Friday, August 7, 2009

May I Ask Your Thoughts?

A reader wrote to The Watchman with a question regarding my blog on abortion and Volvos: "Without wanting to take any particular side in the argument, may I ask for your thoughts about medical cases where the decision for an abortion is offered as an alternative to maternal death if the pregnancy proceeds?"

My thoughts? From my perspective the situation represents the worse case scenario for any couple to face. A couple reached a point in their marriage where children are desired and then suddenly their dreams, hopes, and desires are dashed. Making it far worse, they face a terrible decision, to risk carrying the child to term, endangering the mother, losing a spouse, or terminating the life they've created in their union of love. The decision is a heart rendering situation and a moral conundrum. I'm sure it has been faced by many couples. Each feeling their way forward in this dark passage of their life, hoping they made the right decision, all the while looking for a light to give them assurance in the end all will be well.

For my part, the decision is an intensely personal and private decision. The community should not look upon what ever decision is made negatively. I'm not a theologian, but in my understanding, our loving Father who created us in His own image, would not condemn an individual for either committing the abortion or opting to carry the baby to term in this situation, if their motives were genuinely driven by a desire to do what is best/right.

Where this situation gets murky is the interpretation of "life threatening
condition" and how one arrived at the point of decision. There are
individuals and medical providers who will look for any excuse to abort
a child, thus the "life of the mother" reason is a convenient retreat
when other reasons are not available. Is the decision reached on a whim, the word of one planned parenthood doctor or made after searching one's heart and gaining greater wisdom from other objective physicians.

However, again, what mortal can know the true motive of another person's heart? My animosity against abortion is its indiscriminate use as a general population control method. The abortion practice results in the unintended consequence of devaluing human life by our society and further degeneration of moral values its practice begets. When one devalues human life as a routine practice, then, as I wrote earlier, it is so much easier to justify doing even more evil. Without thinking or reflection.
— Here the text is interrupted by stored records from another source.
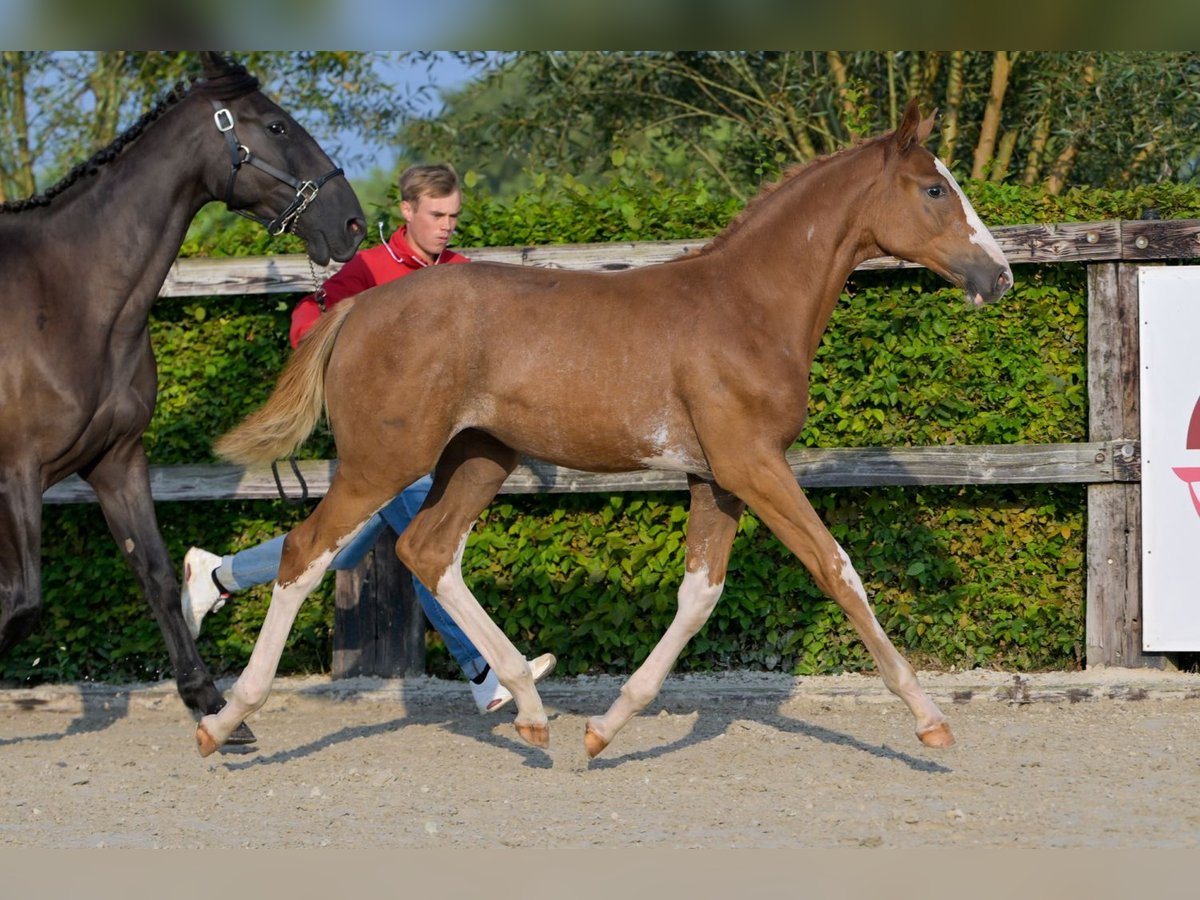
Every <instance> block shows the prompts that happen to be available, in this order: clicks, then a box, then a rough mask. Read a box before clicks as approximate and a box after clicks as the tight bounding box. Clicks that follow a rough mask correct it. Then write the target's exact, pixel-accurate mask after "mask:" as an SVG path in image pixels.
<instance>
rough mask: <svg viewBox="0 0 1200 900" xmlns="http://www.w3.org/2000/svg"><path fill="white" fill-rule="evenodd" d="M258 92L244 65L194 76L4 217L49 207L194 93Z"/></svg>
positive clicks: (231, 98)
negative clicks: (79, 181)
mask: <svg viewBox="0 0 1200 900" xmlns="http://www.w3.org/2000/svg"><path fill="white" fill-rule="evenodd" d="M256 90H258V79H257V78H254V77H253V76H252V74H250V73H248V72H247V71H246V70H245V67H244V66H241V65H238V64H234V62H228V61H226V66H224V68H223V71H221V72H218V73H215V74H205V76H203V77H197V76H193V77H192V78H191V79H190V84H185V83H184V82H176V83H175V86H174V88H172V89H170V91H168V92H167V96H164V97H163V98H162V100H160V101H158V102H157V103H156V104H155V106H154V108H151V109H150V110H149V112H146V113H144V114H143V115H142V116H140V118H139V119H138V120H137V121H136V122H133V125H131V126H130V127H128V128H126V130H125V131H122V132H121V133H120V134H118V136H116V137H115V138H114V139H113V142H112V143H110V144H109V145H108V146H106V148H103V149H101V150H97V151H96V152H95V154H92V155H91V156H90V157H89V158H88V160H85V161H84V162H80V163H78V164H77V166H74V167H73V168H72V169H71V170H70V172H68V173H67V174H66V175H64V176H62V178H61V179H59V180H58V181H56V182H54V184H53V185H50V186H49V187H47V188H46V190H44V191H42V192H41V193H36V194H34V196H32V197H26V198H25V199H23V200H8V202H7V203H4V204H0V214H6V212H24V211H25V210H29V209H36V208H38V206H48V205H49V204H50V200H53V199H54V198H55V197H58V196H59V194H60V193H62V192H64V191H66V190H67V188H68V187H71V185H73V184H74V182H76V181H78V180H80V179H82V178H85V176H89V175H95V174H96V173H97V172H98V170H100V168H101V167H102V166H104V164H107V163H109V162H112V161H113V160H115V158H116V157H118V156H120V154H121V151H122V150H124V149H125V148H126V146H128V145H130V144H131V143H133V142H134V140H137V139H138V138H139V137H140V136H142V133H143V132H144V131H145V130H146V128H148V127H150V125H151V124H154V122H155V121H157V120H158V119H160V118H161V116H162V115H163V113H166V112H167V110H168V109H170V108H172V107H173V106H175V104H176V103H179V102H180V101H181V100H184V98H185V97H187V96H190V95H192V94H198V95H202V96H205V97H212V98H214V100H236V98H238V97H244V96H245V95H247V94H250V92H251V91H256Z"/></svg>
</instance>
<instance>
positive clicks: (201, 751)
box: [196, 722, 221, 756]
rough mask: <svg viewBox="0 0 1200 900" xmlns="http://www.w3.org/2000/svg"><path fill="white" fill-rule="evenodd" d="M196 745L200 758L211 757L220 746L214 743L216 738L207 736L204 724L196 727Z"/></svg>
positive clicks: (207, 735)
mask: <svg viewBox="0 0 1200 900" xmlns="http://www.w3.org/2000/svg"><path fill="white" fill-rule="evenodd" d="M196 745H197V746H198V748H199V749H200V756H211V755H212V754H215V752H216V751H217V750H218V749H220V746H221V744H218V743H217V742H216V738H214V737H212V736H211V734H209V730H208V728H205V727H204V722H200V724H199V725H197V726H196Z"/></svg>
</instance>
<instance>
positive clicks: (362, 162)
mask: <svg viewBox="0 0 1200 900" xmlns="http://www.w3.org/2000/svg"><path fill="white" fill-rule="evenodd" d="M384 72H385V73H384V79H385V82H386V83H389V84H391V85H395V88H396V90H397V94H398V95H401V96H407V95H408V94H409V91H413V90H415V89H418V88H420V86H421V85H422V84H427V83H431V82H432V84H434V85H436V88H437V90H434V91H433V92H431V94H430V97H428V101H427V102H426V103H425V104H424V108H421V107H419V108H418V112H420V113H422V114H428V113H437V112H439V110H440V109H442V102H440V92H442V91H448V90H455V89H457V88H461V86H462V85H463V84H466V83H467V82H469V80H470V78H472V77H473V76H474V74H475V73H476V72H478V68H472V67H468V66H464V65H463V64H462V62H460V61H458V60H457V59H455V58H452V56H448V55H446V56H443V55H439V56H438V58H437V59H436V60H434V61H433V64H432V66H431V65H430V64H428V62H425V61H421V62H412V64H390V65H389V66H388V68H385V70H384ZM340 138H341V140H342V142H343V143H344V145H346V148H347V150H348V152H347V158H346V160H344V161H340V162H341V164H342V166H343V167H344V168H346V174H347V176H348V178H349V179H350V180H354V179H355V178H359V176H364V175H367V174H370V173H371V170H372V169H373V168H374V167H376V166H378V167H380V168H384V169H386V168H389V167H390V166H391V163H392V158H394V154H392V152H391V151H386V150H385V151H379V150H377V149H373V148H370V146H368V145H367V144H365V143H364V142H362V140H361V139H359V138H356V137H355V136H354V134H352V133H349V132H343V133H342V134H341V136H340ZM367 150H370V154H368V155H372V156H373V157H374V158H373V162H372V161H371V160H366V161H353V160H352V158H350V156H352V155H355V154H361V152H364V151H367Z"/></svg>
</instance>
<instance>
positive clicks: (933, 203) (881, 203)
mask: <svg viewBox="0 0 1200 900" xmlns="http://www.w3.org/2000/svg"><path fill="white" fill-rule="evenodd" d="M932 127H934V116H932V115H930V116H929V118H928V119H924V120H923V119H922V118H920V113H919V110H918V108H917V102H916V101H912V102H911V103H908V107H907V109H905V114H904V119H902V121H901V122H900V127H899V128H896V130H895V132H893V133H892V134H886V136H884V137H883V138H881V140H882V143H883V148H884V160H886V162H884V167H886V169H888V170H887V172H886V173H884V175H886V176H884V178H882V179H880V180H878V182H877V184H878V185H880V187H881V192H880V194H878V196H877V197H876V202H877V203H878V205H880V215H878V216H877V222H878V224H877V226H876V229H875V234H874V238H875V241H876V244H877V245H878V246H880V248H881V250H883V251H884V252H886V253H890V254H892V256H894V257H899V258H901V259H908V260H912V262H914V263H919V264H920V265H924V266H925V268H928V269H932V270H934V271H935V272H937V274H938V275H941V276H942V277H943V278H946V280H947V281H949V282H950V283H952V284H956V286H958V287H960V288H962V289H964V290H965V292H966V295H967V301H968V302H972V304H974V305H976V306H983V305H984V304H985V302H991V301H992V300H997V299H1000V298H1001V296H1002V295H1003V294H1004V292H1006V290H1008V289H1009V288H1010V287H1012V286H1013V270H1012V269H1010V268H1009V265H1008V260H1006V259H1004V253H1003V252H1002V251H1001V248H1000V245H997V244H996V239H995V238H992V235H991V232H989V230H988V228H986V227H985V226H984V223H983V222H980V221H979V216H977V215H976V211H974V209H973V208H972V206H971V202H970V200H967V198H966V194H964V193H962V188H960V187H959V185H958V182H956V181H955V180H954V176H953V175H952V174H950V172H949V169H947V168H946V166H944V164H943V163H942V161H941V160H938V158H937V157H936V156H934V155H932V154H931V152H929V151H928V150H926V149H925V148H924V146H922V144H924V142H925V140H926V139H928V138H929V133H930V131H932Z"/></svg>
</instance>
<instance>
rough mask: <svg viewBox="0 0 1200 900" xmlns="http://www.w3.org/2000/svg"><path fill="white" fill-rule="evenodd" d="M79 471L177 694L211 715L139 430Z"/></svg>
mask: <svg viewBox="0 0 1200 900" xmlns="http://www.w3.org/2000/svg"><path fill="white" fill-rule="evenodd" d="M80 474H83V476H84V478H85V479H86V480H88V484H90V485H91V486H92V490H95V491H96V497H97V499H98V500H100V506H101V509H102V510H103V512H104V518H106V521H107V522H108V527H109V529H110V530H112V533H113V538H114V539H115V540H116V545H118V546H119V547H120V548H121V551H122V552H124V553H125V559H126V562H128V564H130V566H131V568H132V569H133V574H134V575H136V576H137V578H138V583H139V584H140V586H142V592H143V594H144V595H145V598H146V600H148V601H149V604H150V610H151V611H152V612H154V617H155V619H156V620H157V623H158V628H160V630H161V631H162V636H163V640H164V641H166V643H167V653H168V654H169V656H170V662H172V666H174V668H175V684H176V686H178V688H179V694H180V696H181V697H182V698H184V702H185V703H186V704H187V706H188V708H191V709H192V710H193V712H194V713H197V714H199V715H205V714H210V713H216V712H217V710H218V709H221V707H223V706H224V698H223V697H222V696H221V691H218V690H217V688H216V685H215V684H214V683H212V674H211V673H210V672H209V670H208V666H205V665H204V660H202V659H200V653H199V650H197V649H196V641H194V640H193V638H192V636H191V634H188V631H187V625H186V624H185V623H184V613H182V610H181V608H180V605H179V582H178V581H176V580H175V566H174V565H173V563H172V560H170V556H169V554H168V553H167V547H166V545H164V544H163V540H162V533H161V532H160V530H158V518H157V516H156V515H155V509H154V500H152V498H151V494H150V469H149V466H148V463H146V456H145V450H144V449H143V446H142V438H140V434H139V436H138V437H137V438H133V439H127V440H125V442H120V443H118V444H115V445H113V446H112V448H109V449H108V451H107V452H106V455H104V456H103V457H102V458H101V460H100V462H97V463H96V464H95V466H92V467H91V468H90V469H89V470H86V472H84V473H80ZM253 740H254V734H253V732H251V731H250V728H248V727H246V725H245V724H242V725H241V726H240V727H239V728H236V730H235V731H234V732H233V734H230V736H229V740H228V743H232V744H248V743H253Z"/></svg>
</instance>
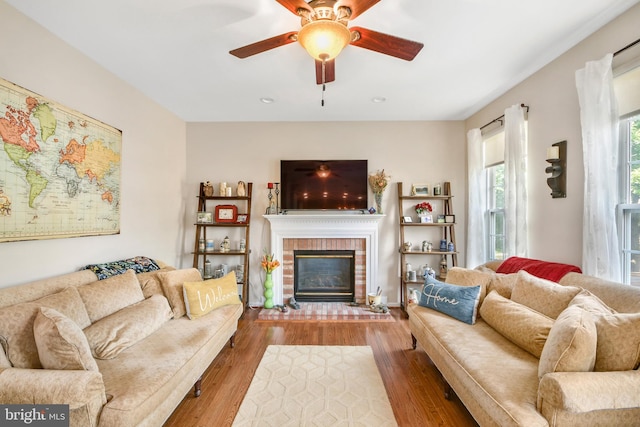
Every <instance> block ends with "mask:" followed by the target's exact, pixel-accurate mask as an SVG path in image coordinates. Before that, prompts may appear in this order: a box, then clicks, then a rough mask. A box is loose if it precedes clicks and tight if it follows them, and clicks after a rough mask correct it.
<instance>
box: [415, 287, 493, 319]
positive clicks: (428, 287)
mask: <svg viewBox="0 0 640 427" xmlns="http://www.w3.org/2000/svg"><path fill="white" fill-rule="evenodd" d="M480 289H481V286H480V285H478V286H457V285H451V284H449V283H443V282H439V281H437V280H436V279H434V278H433V277H430V276H427V277H426V279H425V282H424V288H422V293H421V294H420V301H418V305H421V306H422V307H427V308H432V309H434V310H436V311H439V312H441V313H444V314H446V315H448V316H451V317H453V318H455V319H458V320H460V321H462V322H465V323H468V324H470V325H473V324H474V323H476V316H477V314H478V303H479V302H480Z"/></svg>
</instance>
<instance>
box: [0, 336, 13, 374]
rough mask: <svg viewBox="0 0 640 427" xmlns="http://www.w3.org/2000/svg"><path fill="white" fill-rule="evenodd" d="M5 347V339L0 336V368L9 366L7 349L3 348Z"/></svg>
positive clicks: (10, 364)
mask: <svg viewBox="0 0 640 427" xmlns="http://www.w3.org/2000/svg"><path fill="white" fill-rule="evenodd" d="M6 347H7V342H6V340H5V339H4V338H2V337H0V369H1V368H11V362H9V358H8V357H7V351H6V350H5V348H6Z"/></svg>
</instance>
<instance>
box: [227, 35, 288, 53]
mask: <svg viewBox="0 0 640 427" xmlns="http://www.w3.org/2000/svg"><path fill="white" fill-rule="evenodd" d="M296 34H298V32H297V31H290V32H288V33H284V34H280V35H279V36H275V37H271V38H269V39H265V40H261V41H259V42H255V43H252V44H250V45H247V46H243V47H239V48H237V49H234V50H230V51H229V53H230V54H232V55H233V56H236V57H238V58H247V57H249V56H252V55H256V54H258V53H262V52H265V51H267V50H271V49H275V48H276V47H280V46H284V45H286V44H289V43H293V42H295V41H296V38H295V35H296Z"/></svg>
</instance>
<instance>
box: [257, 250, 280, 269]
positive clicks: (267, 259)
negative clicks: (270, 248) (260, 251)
mask: <svg viewBox="0 0 640 427" xmlns="http://www.w3.org/2000/svg"><path fill="white" fill-rule="evenodd" d="M261 264H262V268H263V269H264V271H266V272H267V273H271V272H272V271H273V270H275V269H276V268H278V267H280V261H278V260H277V259H273V254H268V253H265V254H264V255H263V256H262V261H261Z"/></svg>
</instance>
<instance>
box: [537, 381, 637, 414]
mask: <svg viewBox="0 0 640 427" xmlns="http://www.w3.org/2000/svg"><path fill="white" fill-rule="evenodd" d="M543 405H544V406H546V407H553V408H556V409H558V410H563V411H568V412H571V413H580V412H588V411H600V410H611V409H613V410H616V409H626V408H638V407H640V371H616V372H555V373H550V374H547V375H545V376H544V377H542V380H540V385H539V387H538V409H539V410H541V408H542V407H543Z"/></svg>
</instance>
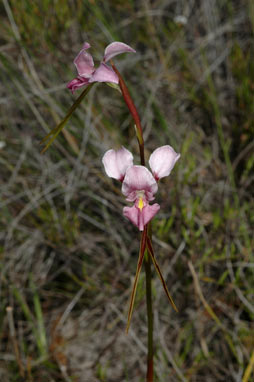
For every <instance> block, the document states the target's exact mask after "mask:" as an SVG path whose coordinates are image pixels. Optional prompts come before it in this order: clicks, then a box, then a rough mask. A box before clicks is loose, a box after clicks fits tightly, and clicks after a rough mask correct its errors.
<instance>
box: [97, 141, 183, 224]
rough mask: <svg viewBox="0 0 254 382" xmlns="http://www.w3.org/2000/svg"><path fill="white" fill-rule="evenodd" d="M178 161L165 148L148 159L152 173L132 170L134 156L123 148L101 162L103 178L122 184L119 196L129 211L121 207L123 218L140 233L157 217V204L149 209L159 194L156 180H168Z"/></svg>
mask: <svg viewBox="0 0 254 382" xmlns="http://www.w3.org/2000/svg"><path fill="white" fill-rule="evenodd" d="M179 158H180V154H177V153H176V152H175V150H174V149H173V148H172V147H171V146H169V145H167V146H162V147H159V148H157V149H156V150H155V151H154V152H153V153H152V154H151V156H150V159H149V165H150V168H151V170H152V173H151V172H150V171H149V170H148V169H147V168H146V167H145V166H134V165H133V155H132V153H131V152H130V151H128V150H127V149H126V148H124V147H122V148H121V149H119V150H117V151H115V150H108V151H107V152H106V153H105V154H104V156H103V159H102V162H103V165H104V168H105V171H106V174H107V175H108V176H109V177H111V178H114V179H117V180H120V181H121V182H122V193H123V194H124V196H126V200H127V201H128V202H134V206H132V207H124V209H123V214H124V216H126V217H127V218H128V219H129V220H130V221H131V222H132V223H133V224H134V225H135V226H137V227H138V228H139V230H140V231H143V230H144V226H145V225H146V224H148V223H149V222H150V220H151V219H152V218H153V217H154V216H155V215H156V214H157V212H158V211H159V209H160V206H159V204H157V203H155V204H152V205H149V202H151V201H152V200H154V194H156V192H157V191H158V185H157V182H158V180H159V179H161V178H163V177H165V176H168V175H169V174H170V172H171V170H172V169H173V167H174V165H175V163H176V161H177V160H178V159H179Z"/></svg>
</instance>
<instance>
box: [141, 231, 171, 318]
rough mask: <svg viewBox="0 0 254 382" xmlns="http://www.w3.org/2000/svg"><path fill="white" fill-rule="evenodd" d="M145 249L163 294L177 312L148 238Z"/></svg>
mask: <svg viewBox="0 0 254 382" xmlns="http://www.w3.org/2000/svg"><path fill="white" fill-rule="evenodd" d="M147 248H148V252H149V254H150V256H151V258H152V261H153V264H154V266H155V269H156V271H157V273H158V276H159V278H160V280H161V283H162V286H163V288H164V291H165V293H166V295H167V298H168V299H169V302H170V304H171V305H172V307H173V308H174V309H175V311H176V312H178V309H177V307H176V305H175V303H174V301H173V298H172V297H171V295H170V293H169V291H168V288H167V285H166V283H165V280H164V278H163V276H162V273H161V270H160V267H159V264H158V263H157V261H156V259H155V256H154V251H153V247H152V243H151V239H150V238H149V237H148V238H147Z"/></svg>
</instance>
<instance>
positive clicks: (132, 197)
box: [122, 166, 158, 201]
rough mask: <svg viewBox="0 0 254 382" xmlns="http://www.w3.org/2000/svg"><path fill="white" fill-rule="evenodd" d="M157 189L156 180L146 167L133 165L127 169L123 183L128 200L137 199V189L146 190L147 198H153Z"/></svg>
mask: <svg viewBox="0 0 254 382" xmlns="http://www.w3.org/2000/svg"><path fill="white" fill-rule="evenodd" d="M157 190H158V186H157V183H156V180H155V179H154V177H153V176H152V174H151V173H150V171H149V170H148V169H147V168H146V167H144V166H131V167H129V168H128V169H127V171H126V174H125V177H124V181H123V185H122V193H123V194H124V195H125V196H127V200H129V201H134V200H135V197H134V192H135V191H145V194H146V198H147V200H148V201H149V200H153V195H154V194H155V193H156V192H157Z"/></svg>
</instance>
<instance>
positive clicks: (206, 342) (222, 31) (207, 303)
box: [0, 0, 254, 382]
mask: <svg viewBox="0 0 254 382" xmlns="http://www.w3.org/2000/svg"><path fill="white" fill-rule="evenodd" d="M178 16H184V18H182V19H181V18H179V17H178ZM0 28H1V35H0V81H1V82H0V108H1V113H0V128H1V130H0V141H1V142H0V145H1V146H0V147H1V149H0V166H1V167H0V168H1V171H0V183H1V188H0V211H1V213H0V254H1V292H0V293H1V305H0V333H1V351H0V379H1V381H2V382H9V381H10V382H14V381H15V382H16V381H18V382H20V381H28V382H32V381H34V382H44V381H45V382H49V381H55V382H56V381H77V382H78V381H80V382H98V381H100V382H101V381H105V382H120V381H124V382H125V381H126V382H127V381H132V382H139V381H143V380H144V373H145V360H146V354H145V353H146V350H145V349H146V348H145V341H146V323H145V299H144V285H143V277H141V282H140V284H139V288H138V296H137V303H136V307H135V311H134V316H133V321H132V325H131V330H130V332H129V335H128V336H126V335H125V333H124V328H125V324H126V314H127V303H128V298H129V295H130V290H131V283H132V280H133V277H134V273H135V267H136V261H137V253H138V243H139V233H138V231H137V230H136V229H135V227H134V226H132V225H131V224H130V223H129V222H127V221H126V220H125V219H124V217H123V216H122V207H123V205H124V204H125V201H124V197H123V196H122V194H121V192H120V188H119V185H118V184H116V183H114V182H112V181H111V180H110V179H109V178H107V177H106V176H105V174H104V171H103V168H102V164H101V157H102V155H103V154H104V152H105V151H106V150H107V149H109V148H112V147H114V148H117V147H119V145H121V144H123V145H125V146H126V147H128V148H129V149H131V150H132V152H134V153H135V156H136V159H138V151H137V145H136V139H135V135H134V132H133V126H132V121H131V119H130V117H129V115H128V112H127V109H126V106H125V104H124V102H123V100H122V99H121V97H120V96H119V93H118V92H116V91H115V90H113V89H111V88H109V87H107V86H106V85H96V86H95V87H93V89H92V91H91V92H90V93H89V97H88V98H87V99H86V100H85V101H84V102H83V103H82V105H81V107H80V108H79V109H78V110H77V111H76V112H75V115H74V116H73V117H72V119H71V121H70V122H69V124H68V127H67V129H65V133H64V134H61V135H60V136H59V138H58V140H57V142H56V143H55V144H54V145H53V146H52V147H51V148H50V149H49V150H48V151H47V152H46V154H44V155H41V154H40V150H41V146H40V145H39V142H40V140H41V139H42V138H43V137H44V136H45V135H46V133H47V132H48V131H49V130H50V129H51V128H53V127H54V126H55V125H56V123H57V122H58V121H59V120H60V119H61V118H63V116H64V115H65V114H66V112H67V110H68V108H69V107H70V105H71V104H72V103H73V101H74V100H75V98H76V97H77V94H75V95H74V96H72V94H71V93H70V92H69V91H68V90H67V89H66V83H67V82H68V81H69V80H71V79H72V78H74V76H75V75H76V72H75V68H74V66H73V64H72V61H73V59H74V57H75V56H76V54H77V52H78V51H79V50H80V48H81V46H82V44H83V42H84V41H89V42H90V44H91V45H92V49H91V53H92V54H93V55H94V57H95V58H96V59H98V61H99V60H100V59H101V58H102V56H103V50H104V47H105V46H106V45H107V44H108V43H109V42H111V41H114V40H116V41H123V42H125V43H127V44H129V45H131V46H132V47H134V48H135V49H136V50H137V54H136V55H131V54H129V55H127V54H126V55H125V56H124V57H120V58H119V59H116V60H115V62H116V64H117V67H118V69H119V70H120V71H121V73H122V74H123V76H124V78H125V79H126V81H127V83H128V85H129V87H130V90H131V92H132V95H133V98H134V100H135V102H136V105H137V108H138V110H139V112H140V115H141V117H142V123H143V125H144V126H145V140H146V150H147V151H146V155H147V157H148V156H149V154H150V153H151V152H152V151H153V150H154V149H155V148H156V147H158V146H160V145H164V144H171V145H172V146H173V147H174V148H175V150H176V151H179V152H181V160H180V161H179V162H178V164H177V165H176V167H175V169H174V171H173V173H172V175H171V176H170V177H169V178H166V179H165V180H163V181H161V187H160V190H159V193H158V195H157V201H158V202H159V203H160V204H161V211H160V213H159V214H158V216H157V218H156V219H155V220H154V224H153V227H154V246H155V249H156V254H157V259H158V262H159V263H160V265H161V268H162V270H163V272H164V276H165V279H166V280H167V284H168V287H169V290H170V291H171V293H172V295H173V297H174V300H175V302H176V304H177V306H178V308H179V313H178V314H177V313H175V312H174V311H173V310H172V308H171V306H169V304H168V301H167V299H166V297H165V296H164V292H163V290H162V287H161V285H160V282H159V280H158V279H157V277H156V275H154V276H155V277H154V284H153V285H154V289H153V295H154V309H155V317H154V325H155V341H156V359H155V373H156V381H157V382H168V381H169V382H171V381H172V382H174V381H190V382H201V381H202V382H215V381H227V382H231V381H236V382H239V381H241V380H243V382H246V381H251V380H253V378H254V377H253V374H251V372H252V370H253V363H254V324H253V319H254V303H253V295H254V263H253V244H254V243H253V227H254V213H253V212H254V201H253V200H254V199H253V185H254V171H253V166H254V155H253V152H254V150H253V149H254V143H253V134H254V119H253V117H254V59H253V58H254V54H253V53H254V51H253V37H254V5H253V1H252V0H249V2H248V1H245V0H238V1H234V0H218V1H216V0H202V1H198V0H181V1H174V0H173V1H170V0H154V1H152V0H150V1H149V0H143V1H133V0H131V1H127V2H126V1H123V0H114V1H113V0H106V1H105V0H103V1H99V0H98V1H96V0H83V1H82V0H68V1H67V0H66V1H61V0H55V1H50V0H33V1H31V0H22V1H20V0H2V2H1V3H0ZM6 308H7V310H6ZM22 375H23V377H22Z"/></svg>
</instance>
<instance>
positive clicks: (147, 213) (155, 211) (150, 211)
mask: <svg viewBox="0 0 254 382" xmlns="http://www.w3.org/2000/svg"><path fill="white" fill-rule="evenodd" d="M159 209H160V206H159V204H157V203H155V204H152V205H151V206H150V205H149V204H147V205H146V206H145V207H144V208H142V210H140V209H139V208H137V207H136V206H132V207H124V209H123V214H124V216H125V217H127V218H128V219H129V220H130V221H131V222H132V224H134V225H135V226H137V227H138V229H139V230H140V231H143V230H144V226H145V225H146V224H147V223H149V221H150V220H151V219H152V218H153V217H154V216H155V215H156V214H157V212H158V211H159Z"/></svg>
Our hearts become hard and the ends justify any means.

To me one of the most comforting passages in the New Testament is in
Romans 7:21 through 8:4. This passage tells of Paul's struggles to do
what is righteous in the face of his human nature to be sinful. The
glorious part is despite our best effort we will still be in sin, but
can find solace in the fact that Jesus negated sin by his sacrifice on
the cross. "Therefore, there is now no condemnation for those who are
in Christ Jesus, because through Christ Jesus the law of the Spirit of
life set me free from the law of sin and death."(Romans 8:1-2) Thus if
one makes either decision, whether to abort the child to save the mother
or to risk death in the birth of a child, we are free in Christ Jesus if
we do so from a spirit of righteous.

The Christian community's acceptance is so vital for the positive outcome of the
individuals involved. We should be ultra supportive, extra compassionate, and deeply merciful to any one or couple that must face this challenge. For if they are not yet come into a relationship with Jesus, a hard heart may forever drive them a way, rightly condemning our hypocrisy. If they are our Christian brother and sister, then our respect for their decision can lead to deeper love of one another and ever more devotion to our Savior. My thoughts? Do as Jesus would do, simply love them as they are, showing them the light they yearn to see at the end of this dark path.

1 comment:

  1. I know several couples who have had to make this terrible decision, always after weeks of medical tests and varied consultations trying to avoid this particular conclusion. Truly this is a case of 'which path through Hell shall we take?'

    As you point out in your last two lines: Loving them where they are for who they are, as Jesus would do, has been the better way to bring light into their darkness.